Edsel was back in the news this past February 2013, when Roy Brown Jr, the chief designer of the Edsel, died in Michigan at the age of 96. Born in Hamilton, Ontario, he moved with his parents as a teenager to Detroit where his father worked for Chrysler as an engineer. After the Edsel flop, Brown was banished to England, where he helped create one of Ford’s greatest successes, the Cortina, in 1962. He returned to Detroit in the late 1960s, where he designed Thunderbirds and Econoline vans until his retirement in 1979. To his dying day, he loved the Edsel, and drove one into his 90s.
As a kid in the 1960s, I remember seeing the occasional Edsel, a couple or so in Regina, and one particular gold-and-white one when we visited family in Lethbridge, Alberta. They stood out, like you wouldn’t believe. Back then, an Edsel owner was laughed around the block. In addition, my friends and I used to make fun of Ford products. To us, Ford stood for fix-or-repair-daily. But, here I am all these years later having driven 2 Taurus wagons back-to-back since 1997, simply because they have been the most dependable cars I’ve ever owned. My son drives an Escape, and my wife a Fusion. They like them too. All have superior styling and are nice handling.

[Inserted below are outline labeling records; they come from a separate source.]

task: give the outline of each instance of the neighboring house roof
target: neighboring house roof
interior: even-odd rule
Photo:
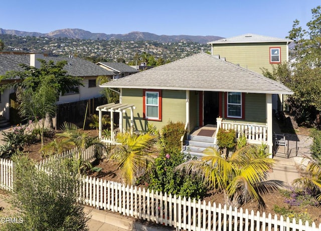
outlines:
[[[68,64],[64,67],[68,74],[72,76],[86,77],[100,75],[112,76],[114,73],[89,61],[77,58],[45,56],[42,58],[46,61],[53,60],[54,62],[66,60]],[[29,55],[0,54],[0,75],[4,75],[8,71],[23,71],[19,64],[30,64]]]
[[[136,73],[138,71],[124,63],[112,63],[108,62],[99,62],[97,64],[100,64],[114,70],[118,73]]]
[[[222,39],[213,42],[209,42],[208,44],[224,44],[228,43],[277,43],[293,42],[288,39],[281,39],[255,34],[245,34],[238,36],[232,37],[226,39]]]
[[[108,82],[100,86],[293,94],[279,82],[205,53]]]

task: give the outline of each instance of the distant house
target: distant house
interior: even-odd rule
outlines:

There’s another side to the Edsel story. Since researching for this article, I did find stories on the internet about a few owners who were quite happy with their 1960 Edsel purchases. The car no longer had the toilet-bowl grill or the Teletouch Drive, and it looked more like a Pontiac. It appeared that Ford was building a pretty decent Edsel by then, but the damage had been done years before. One owner bought a new 1960 model in the fall of 1959 and drove it for 12 years! He said it was one of the best cars he had ever owned.
Today, about 2,000 Edsels are road-worthy, with another 5,000 or so waiting restoration. They’re collectible items now. It’s not unheard of to see a mint Edsel ragtop fetching at least $100,000 at an auction…toilet-bowl grill and all.